このマルチコネクトはBluetoothのマルチポイントのように思えるが、実態はかなり異なる。ドングルを使った2.4GHz接続とBluetooth接続を併用する場合、デフォルトではBluetooth側は通話用にしか利用できない(メディア再生用の機器としては認識されない)。ドングルのボタンを長押しすることでBluetooth側でもメディア再生が可能になるが、ドングル側を利用する場合には再度長押しが必要だ。
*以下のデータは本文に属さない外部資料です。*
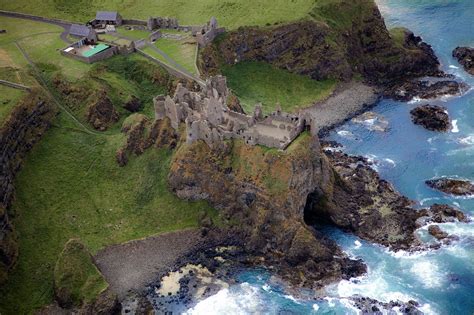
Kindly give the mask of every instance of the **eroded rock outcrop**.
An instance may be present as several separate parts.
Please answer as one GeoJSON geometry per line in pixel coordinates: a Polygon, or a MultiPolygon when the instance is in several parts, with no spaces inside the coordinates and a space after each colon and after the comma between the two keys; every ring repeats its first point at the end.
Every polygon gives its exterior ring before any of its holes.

実用上は、自宅ではPCにドングルを挿しっぱなし、外出時にはスマートフォンとBluetooth接続といった使い方になるだろう。
●アクティブノイズキャンセリングもサポート
前モデルのHyperX Cloud MIX Budsはアクティブノイズキャンセリング(ANC)には非対応だったが、HyperX Cloud MIX Buds 2ではANCが搭載された。公式な数値は公表されていないが効果は高く、カナル型のパッシブなノイズキャンセルと相まって、低音だけではなく人の話し声など中音域もかなり打ち消してくれる。ただし、装着時の圧迫感はやや強めに感じた。
ANCの効き具合は調整できず、オン/オフと外部音取り込みの切り替えのみ可能だ。
音質は、低音がやや強めで若干ドンシャリ傾向にある。アプリから5つのプロファイルを切り替えられるが、そこまで大きな差は感じなかった。また、自分でカスタマイズすることもできない。この辺りは、ゲーミング向けとして割り切っているのかもしれない。
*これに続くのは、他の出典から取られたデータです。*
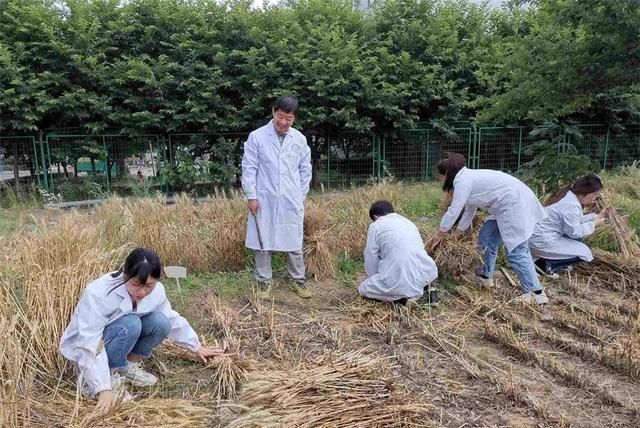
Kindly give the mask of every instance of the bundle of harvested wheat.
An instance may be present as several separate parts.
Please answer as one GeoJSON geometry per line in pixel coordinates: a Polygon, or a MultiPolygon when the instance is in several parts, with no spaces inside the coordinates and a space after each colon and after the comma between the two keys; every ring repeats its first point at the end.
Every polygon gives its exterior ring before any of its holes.
{"type": "Polygon", "coordinates": [[[615,237],[618,252],[630,262],[640,257],[640,240],[635,230],[629,225],[627,219],[618,210],[613,208],[611,196],[608,192],[602,192],[598,198],[596,209],[599,212],[607,210],[607,221],[610,232],[615,237]]]}
{"type": "Polygon", "coordinates": [[[307,272],[316,280],[336,275],[336,256],[331,250],[329,214],[314,201],[307,201],[304,215],[305,260],[307,272]]]}
{"type": "Polygon", "coordinates": [[[640,260],[627,259],[602,250],[593,250],[591,263],[582,263],[577,271],[598,279],[615,290],[640,288],[640,260]]]}
{"type": "Polygon", "coordinates": [[[300,428],[429,426],[430,406],[407,402],[383,361],[359,351],[326,355],[297,369],[253,373],[240,402],[249,410],[236,412],[236,427],[262,426],[255,425],[253,412],[268,415],[270,423],[300,428]]]}
{"type": "MultiPolygon", "coordinates": [[[[433,230],[422,229],[421,231],[427,250],[436,237],[433,230]]],[[[433,257],[438,271],[453,278],[462,278],[473,270],[475,266],[482,264],[482,256],[476,244],[477,227],[460,237],[450,237],[443,240],[436,247],[435,252],[430,254],[433,257]]]]}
2.4GHzワイヤレス接続を利用する場合、ドンシャリ感が抑えられてフラット気味になる印象を受けた。筆者はどちらかと言えば、2.4GHz接続の方が聞いていて疲れにくいと感じた。
なお、Bluetoothの対応コーデックはSBCとAAC、それにLC3に対応している。しかし、筆者のPixel 9 ProでLE Audio(LC3)を有効にすると、左側ユニットから音が出ないという症状が発生した。SBCとAAC接続では問題なく、端末なのか試用機の問題なのかは分からなかったが、そもそもPixel側でもLE Audioは試験機能という扱いなので、低遅延が目的なら素直にドングルを使用した方が良さそうだ。
●USBドングル経由で遅延をほぼ解消
肝心の低遅延に関してだが、PCのブラウザ経由で遅延テスト系の動画を使って確認したところ、Bluetooth接続では200ms程度の遅延があるものの、ドングルを挿して2.4GHzワイヤレス接続にすると、遅延がほぼ0になるのを確認できた。実際には20ms程度の遅延があるようだが、体感では全く遅延を感じない。
筆者はFPSや音ゲーなど、タイミングがシビアなゲームはプレイしないのだが、これらのゲームをプレイする人にとってはかなり影響が大きいのではないだろうか。
欲を言えば、ドングルの延長用アダプターで3.5mmの入力も可能にしてトランスミッターとして利用できれば、活用シーンが広がるのではないかと思った。バッテリーを搭載しなければならず難しいところだが、対応されればUSB非搭載のゲームデバイスでも利用できるようになるかもしれない。
ともあれ、ゲームでワイヤレスイヤフォンを使いたいものの、遅延が気になって踏み切れなかった人、自宅でBluetooth環境が安定せず、ワイヤレスイヤフォンの使用をあきらめていた人などは、ぜひ1度試してみてほしい。